Talk about a familiar passage! I use 21-33 every time I do marital or premarital counseling, and 19 and 20 are a dearly loved song that I’ve translated into Japanese. Verse 18 is of course frequently quoted both in relation to alcohol and to being filled with the Holy Spirit. That leaves these three verses, and they too are dearly loved, and for good reason. We have an incredible capacity for foolishness! The common term of “sophomore” comes to mind. We generally use it to indicate a 2nd year student in a 4 year academic course, but by its Greek roots it means “wise fool.” In other words, they know a little, but don’t know how much they don’t know. That describes us very well! We need to be reminded of how foolish we are by nature, but life has a way of doing that, if we’re paying any attention. This is a universal issue, and it certainly applies to the life of faith. YOLO is an acronym that has been popular in recent years: You Only Live Once. That’s certainly better than belief in reincarnation, thinking you’ll have infinite opportunities to get it right, but it’s often used as an excuse for reckless or otherwise foolish behavior. Paul is expressing much that thought, but from a far wiser perspective. In other words, we need to recognize the opportunities God gives us and make full use of them, doing His will on His schedule for His glory. It’s interesting to see that Paul too thought he lived in “an evil age.” We are surrounded by the grace and love of God, but at the same time we are in the age when the devil is rampant, doing all the destruction he can. That age won’t come to an end until the return of Christ as King, so until then, we need to be wise! God gives us all opportunities to share the good news of His kingdom, and otherwise express His love and grace to those around us. We never know when a particular opportunity is unique and will never come again, so we need to be sensitive, and as the Japanese expression puts it, “bring the opportunity to life.” Someone’s eternal life might well depend on it.
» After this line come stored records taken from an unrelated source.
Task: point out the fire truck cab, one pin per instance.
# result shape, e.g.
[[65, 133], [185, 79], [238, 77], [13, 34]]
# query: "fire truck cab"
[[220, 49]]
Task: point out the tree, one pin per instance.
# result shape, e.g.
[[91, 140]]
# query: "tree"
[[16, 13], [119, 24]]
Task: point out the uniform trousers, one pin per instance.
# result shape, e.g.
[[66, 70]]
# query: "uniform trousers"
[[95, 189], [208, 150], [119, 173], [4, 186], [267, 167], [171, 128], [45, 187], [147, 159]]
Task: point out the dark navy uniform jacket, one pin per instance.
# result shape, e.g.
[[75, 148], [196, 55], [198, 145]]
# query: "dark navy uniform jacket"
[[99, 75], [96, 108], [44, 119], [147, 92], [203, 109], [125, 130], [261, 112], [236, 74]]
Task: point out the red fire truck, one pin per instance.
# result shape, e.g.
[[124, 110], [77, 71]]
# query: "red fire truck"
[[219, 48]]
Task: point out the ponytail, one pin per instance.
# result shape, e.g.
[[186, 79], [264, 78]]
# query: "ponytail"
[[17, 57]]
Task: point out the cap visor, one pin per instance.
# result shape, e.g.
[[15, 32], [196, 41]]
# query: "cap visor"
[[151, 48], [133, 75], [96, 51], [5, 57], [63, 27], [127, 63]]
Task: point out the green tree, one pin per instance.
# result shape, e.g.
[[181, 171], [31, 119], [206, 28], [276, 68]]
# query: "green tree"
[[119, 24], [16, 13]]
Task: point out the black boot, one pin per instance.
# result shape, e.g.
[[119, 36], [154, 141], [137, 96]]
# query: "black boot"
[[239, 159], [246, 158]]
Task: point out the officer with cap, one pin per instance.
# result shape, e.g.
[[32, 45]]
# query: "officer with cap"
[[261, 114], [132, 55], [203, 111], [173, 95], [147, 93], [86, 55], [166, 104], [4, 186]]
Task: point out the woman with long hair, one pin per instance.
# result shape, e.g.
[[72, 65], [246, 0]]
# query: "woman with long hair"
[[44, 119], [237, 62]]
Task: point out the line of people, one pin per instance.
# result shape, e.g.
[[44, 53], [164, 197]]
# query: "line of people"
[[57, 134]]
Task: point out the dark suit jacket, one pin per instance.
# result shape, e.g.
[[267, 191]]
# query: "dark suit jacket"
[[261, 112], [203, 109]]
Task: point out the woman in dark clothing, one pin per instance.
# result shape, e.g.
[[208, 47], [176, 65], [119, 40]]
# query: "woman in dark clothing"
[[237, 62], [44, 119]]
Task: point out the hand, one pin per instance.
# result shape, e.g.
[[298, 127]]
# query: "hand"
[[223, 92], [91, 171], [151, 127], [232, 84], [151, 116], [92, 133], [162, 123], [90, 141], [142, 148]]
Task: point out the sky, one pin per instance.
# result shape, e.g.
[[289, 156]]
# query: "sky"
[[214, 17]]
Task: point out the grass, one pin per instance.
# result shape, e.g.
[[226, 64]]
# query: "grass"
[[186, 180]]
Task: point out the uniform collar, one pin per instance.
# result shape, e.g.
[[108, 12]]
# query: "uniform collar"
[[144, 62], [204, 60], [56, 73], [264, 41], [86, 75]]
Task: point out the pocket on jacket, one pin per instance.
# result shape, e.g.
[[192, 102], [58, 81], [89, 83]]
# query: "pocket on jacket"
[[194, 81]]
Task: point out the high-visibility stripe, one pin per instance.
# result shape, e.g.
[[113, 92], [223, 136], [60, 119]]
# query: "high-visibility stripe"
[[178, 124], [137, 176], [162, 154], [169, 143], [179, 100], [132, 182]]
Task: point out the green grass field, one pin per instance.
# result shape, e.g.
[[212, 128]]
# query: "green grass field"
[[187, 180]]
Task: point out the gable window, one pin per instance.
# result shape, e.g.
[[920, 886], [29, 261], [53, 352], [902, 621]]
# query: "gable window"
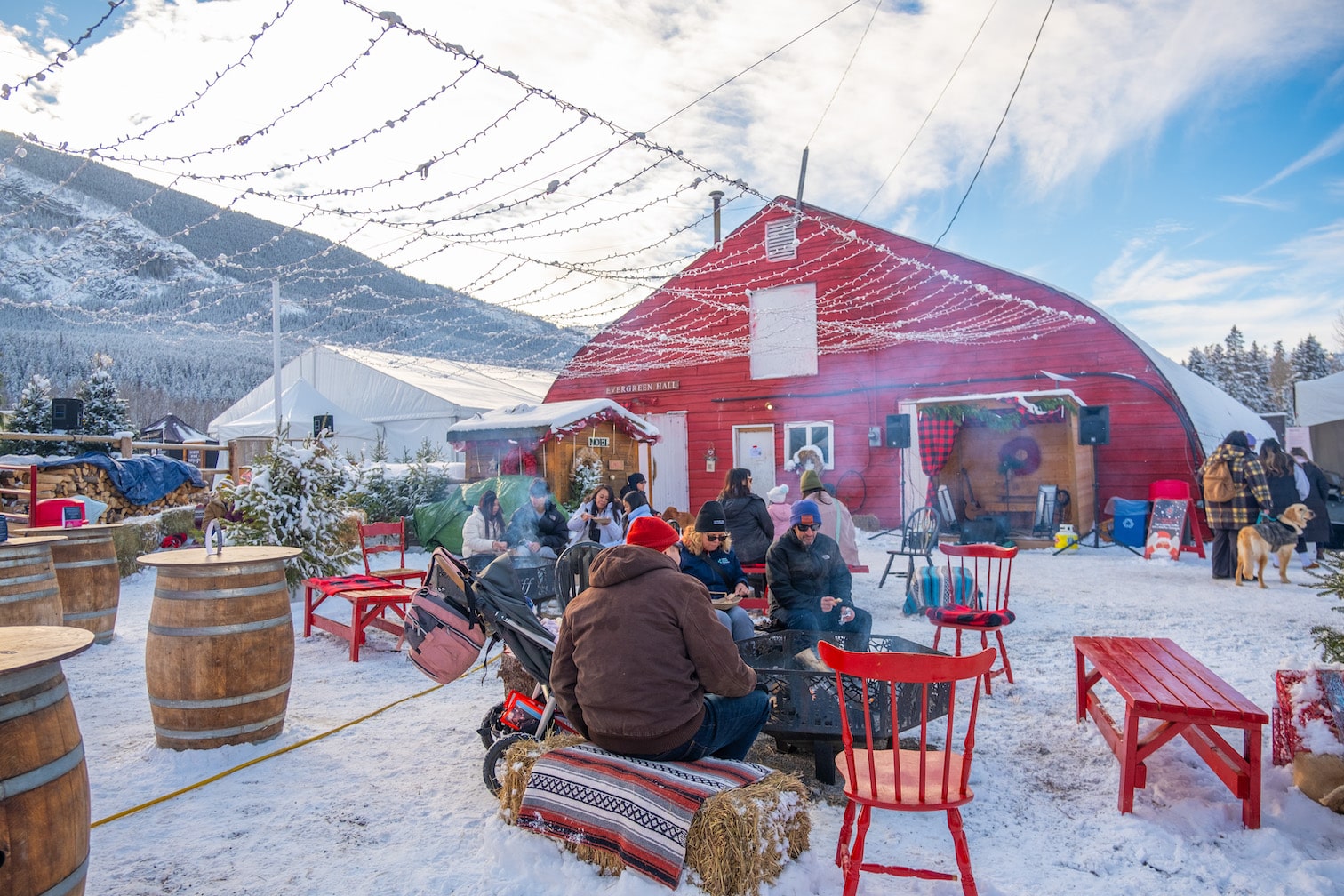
[[781, 239], [784, 331], [805, 442]]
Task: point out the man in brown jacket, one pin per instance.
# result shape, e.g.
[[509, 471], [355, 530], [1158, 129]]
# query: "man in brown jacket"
[[643, 665]]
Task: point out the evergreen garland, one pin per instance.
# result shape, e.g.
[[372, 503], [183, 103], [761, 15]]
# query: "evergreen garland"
[[297, 496]]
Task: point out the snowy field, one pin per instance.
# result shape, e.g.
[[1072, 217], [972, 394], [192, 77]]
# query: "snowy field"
[[394, 804]]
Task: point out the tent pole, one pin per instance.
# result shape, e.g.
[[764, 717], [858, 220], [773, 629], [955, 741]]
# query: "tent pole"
[[275, 347]]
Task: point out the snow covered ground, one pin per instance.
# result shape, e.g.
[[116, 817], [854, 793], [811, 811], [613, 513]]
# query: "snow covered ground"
[[394, 804]]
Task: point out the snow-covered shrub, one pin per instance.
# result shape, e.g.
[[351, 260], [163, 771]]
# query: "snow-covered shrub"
[[297, 496]]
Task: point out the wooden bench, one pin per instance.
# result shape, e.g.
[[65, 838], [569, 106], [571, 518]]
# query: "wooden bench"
[[1162, 683], [370, 598]]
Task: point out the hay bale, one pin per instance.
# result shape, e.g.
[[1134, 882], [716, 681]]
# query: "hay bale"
[[738, 840]]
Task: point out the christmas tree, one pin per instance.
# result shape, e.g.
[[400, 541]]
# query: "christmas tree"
[[299, 496], [33, 415], [104, 410]]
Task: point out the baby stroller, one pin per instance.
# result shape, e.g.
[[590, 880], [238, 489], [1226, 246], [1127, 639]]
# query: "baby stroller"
[[495, 599]]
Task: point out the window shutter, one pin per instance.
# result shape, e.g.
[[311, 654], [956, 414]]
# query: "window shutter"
[[781, 239]]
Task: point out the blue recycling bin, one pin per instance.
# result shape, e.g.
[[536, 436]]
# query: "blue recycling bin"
[[1129, 523]]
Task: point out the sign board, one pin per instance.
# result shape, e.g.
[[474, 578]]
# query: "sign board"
[[1167, 528]]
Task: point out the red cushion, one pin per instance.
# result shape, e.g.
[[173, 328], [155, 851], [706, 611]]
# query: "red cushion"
[[964, 615]]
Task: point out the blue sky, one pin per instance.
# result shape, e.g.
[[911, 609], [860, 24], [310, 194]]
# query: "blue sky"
[[1178, 164]]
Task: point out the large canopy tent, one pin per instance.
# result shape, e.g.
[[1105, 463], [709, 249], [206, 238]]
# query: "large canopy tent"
[[409, 399], [300, 406], [1320, 407]]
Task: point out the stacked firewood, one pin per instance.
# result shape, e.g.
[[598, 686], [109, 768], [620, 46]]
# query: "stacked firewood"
[[94, 483]]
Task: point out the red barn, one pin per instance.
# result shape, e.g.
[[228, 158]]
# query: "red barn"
[[808, 338]]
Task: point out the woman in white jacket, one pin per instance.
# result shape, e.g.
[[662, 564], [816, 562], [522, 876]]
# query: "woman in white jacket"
[[483, 533], [598, 519]]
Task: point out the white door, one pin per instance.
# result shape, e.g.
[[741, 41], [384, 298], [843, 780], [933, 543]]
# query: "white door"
[[753, 448], [669, 478]]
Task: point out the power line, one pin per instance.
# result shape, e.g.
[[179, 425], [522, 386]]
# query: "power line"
[[1002, 120]]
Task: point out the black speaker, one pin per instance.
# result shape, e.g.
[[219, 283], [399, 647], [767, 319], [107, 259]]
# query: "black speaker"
[[66, 414], [1094, 425], [898, 430]]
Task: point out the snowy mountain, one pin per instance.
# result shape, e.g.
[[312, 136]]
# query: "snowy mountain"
[[179, 293]]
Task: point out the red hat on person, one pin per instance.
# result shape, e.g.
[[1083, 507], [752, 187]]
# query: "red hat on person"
[[652, 532]]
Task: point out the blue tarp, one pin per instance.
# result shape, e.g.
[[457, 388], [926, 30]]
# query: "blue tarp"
[[143, 478]]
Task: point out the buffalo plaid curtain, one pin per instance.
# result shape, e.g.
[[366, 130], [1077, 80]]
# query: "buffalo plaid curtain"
[[936, 439]]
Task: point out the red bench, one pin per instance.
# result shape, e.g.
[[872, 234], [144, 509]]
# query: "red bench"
[[370, 596], [1159, 681]]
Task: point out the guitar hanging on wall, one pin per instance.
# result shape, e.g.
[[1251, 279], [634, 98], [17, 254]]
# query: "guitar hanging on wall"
[[973, 507]]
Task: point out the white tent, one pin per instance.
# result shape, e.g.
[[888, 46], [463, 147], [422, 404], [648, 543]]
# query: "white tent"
[[299, 404], [1320, 407], [410, 399]]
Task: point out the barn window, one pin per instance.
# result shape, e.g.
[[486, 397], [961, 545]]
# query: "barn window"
[[784, 331], [781, 239], [803, 441]]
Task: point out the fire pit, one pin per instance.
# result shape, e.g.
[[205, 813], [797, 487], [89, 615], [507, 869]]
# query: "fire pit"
[[805, 708]]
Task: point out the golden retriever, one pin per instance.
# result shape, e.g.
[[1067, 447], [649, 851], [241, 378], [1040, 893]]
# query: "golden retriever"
[[1255, 543]]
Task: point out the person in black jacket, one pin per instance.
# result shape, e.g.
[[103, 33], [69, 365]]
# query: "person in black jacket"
[[748, 516], [811, 583], [538, 525]]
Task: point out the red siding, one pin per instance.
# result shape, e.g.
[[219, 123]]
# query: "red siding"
[[876, 296]]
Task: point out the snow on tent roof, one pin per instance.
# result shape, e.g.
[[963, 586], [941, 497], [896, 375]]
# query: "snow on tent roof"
[[1320, 401], [559, 417]]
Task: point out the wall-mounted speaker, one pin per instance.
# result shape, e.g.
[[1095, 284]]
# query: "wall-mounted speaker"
[[1094, 425], [898, 430], [66, 414]]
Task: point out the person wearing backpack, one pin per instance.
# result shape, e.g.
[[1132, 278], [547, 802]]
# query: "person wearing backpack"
[[1230, 507]]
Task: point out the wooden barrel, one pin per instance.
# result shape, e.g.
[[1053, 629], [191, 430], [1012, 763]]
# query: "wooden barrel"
[[44, 778], [30, 594], [220, 646], [89, 580]]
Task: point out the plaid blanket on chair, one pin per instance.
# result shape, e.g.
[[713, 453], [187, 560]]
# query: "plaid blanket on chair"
[[640, 811]]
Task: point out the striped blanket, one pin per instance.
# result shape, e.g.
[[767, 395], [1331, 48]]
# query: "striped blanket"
[[640, 811]]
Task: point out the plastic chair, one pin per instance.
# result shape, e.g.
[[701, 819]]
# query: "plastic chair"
[[991, 567], [572, 570], [916, 540], [933, 777], [386, 538]]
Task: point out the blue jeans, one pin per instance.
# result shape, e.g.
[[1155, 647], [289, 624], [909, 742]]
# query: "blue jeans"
[[729, 730], [858, 629]]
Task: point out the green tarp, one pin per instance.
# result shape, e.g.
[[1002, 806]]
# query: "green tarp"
[[441, 524]]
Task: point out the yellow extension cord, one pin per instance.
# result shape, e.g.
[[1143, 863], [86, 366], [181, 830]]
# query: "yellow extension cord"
[[283, 750]]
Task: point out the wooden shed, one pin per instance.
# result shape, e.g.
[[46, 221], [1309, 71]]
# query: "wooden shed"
[[806, 338], [554, 441]]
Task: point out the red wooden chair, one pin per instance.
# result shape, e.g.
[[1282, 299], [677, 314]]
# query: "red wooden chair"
[[933, 777], [386, 538], [991, 567]]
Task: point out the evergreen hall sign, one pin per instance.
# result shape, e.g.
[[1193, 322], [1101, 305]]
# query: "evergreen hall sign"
[[644, 387]]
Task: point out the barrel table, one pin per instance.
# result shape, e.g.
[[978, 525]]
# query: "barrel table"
[[220, 646], [44, 778], [28, 591], [88, 574]]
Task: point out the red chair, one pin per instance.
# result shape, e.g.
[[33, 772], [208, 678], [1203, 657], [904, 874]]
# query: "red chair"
[[386, 538], [989, 565], [933, 777]]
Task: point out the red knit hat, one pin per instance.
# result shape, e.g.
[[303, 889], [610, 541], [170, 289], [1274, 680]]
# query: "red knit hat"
[[652, 532]]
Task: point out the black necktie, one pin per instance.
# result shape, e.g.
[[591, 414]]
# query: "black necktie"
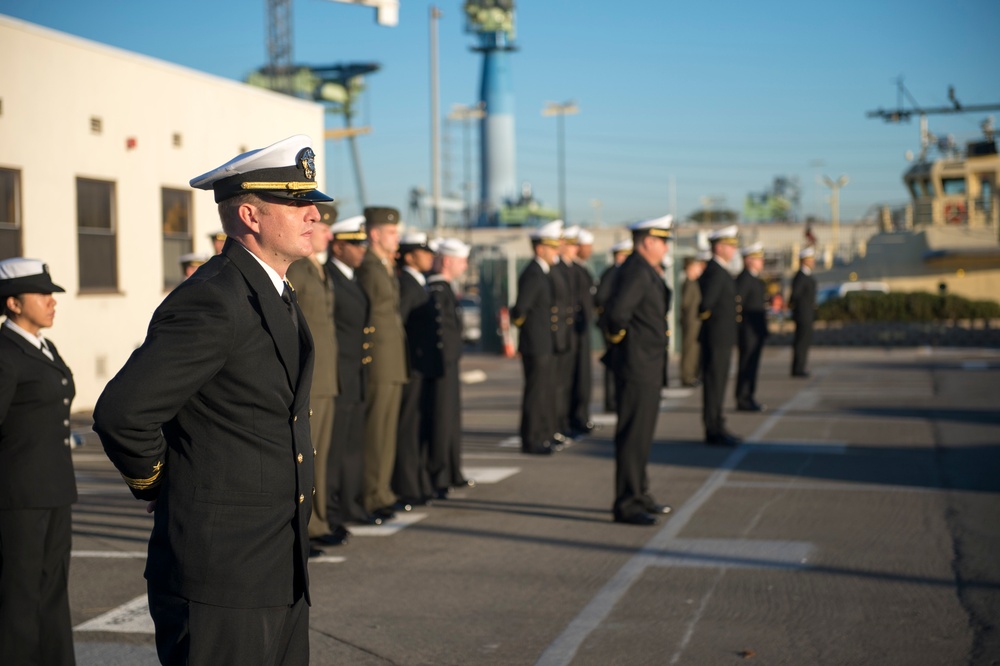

Of course this applies to me. I have been a “sophomore” more times than I could possibly count! I have a high IQ, but that’s not at all the same as being wise. As Proverbs famously puts it, “The fear of the Lord is the beginning of wisdom, and knowledge of the Holy One is understanding.” (Proverbs 9:10) Again as James says, “If any of you lacks wisdom, he should ask God, who gives generously to all without finding fault, and it will be given to him.” (James 1:5) There is no genuine wisdom apart from God, regardless of how much knowledge I might accumulate. I feel I miss many opportunities to share Christ and otherwise serve God, so I need to keep pressing in to be more sensitive and obedient. It always feels good to realize I’ve met a divine appointment!
Father, I do want to live wisely by Your standards. Help me not gauge things from a humanistic perspective, but always be submitted to You to recognize Your plan in each situation, indeed bringing every opportunity to life and making the most of it, for Your glory. Thank You. Praise God!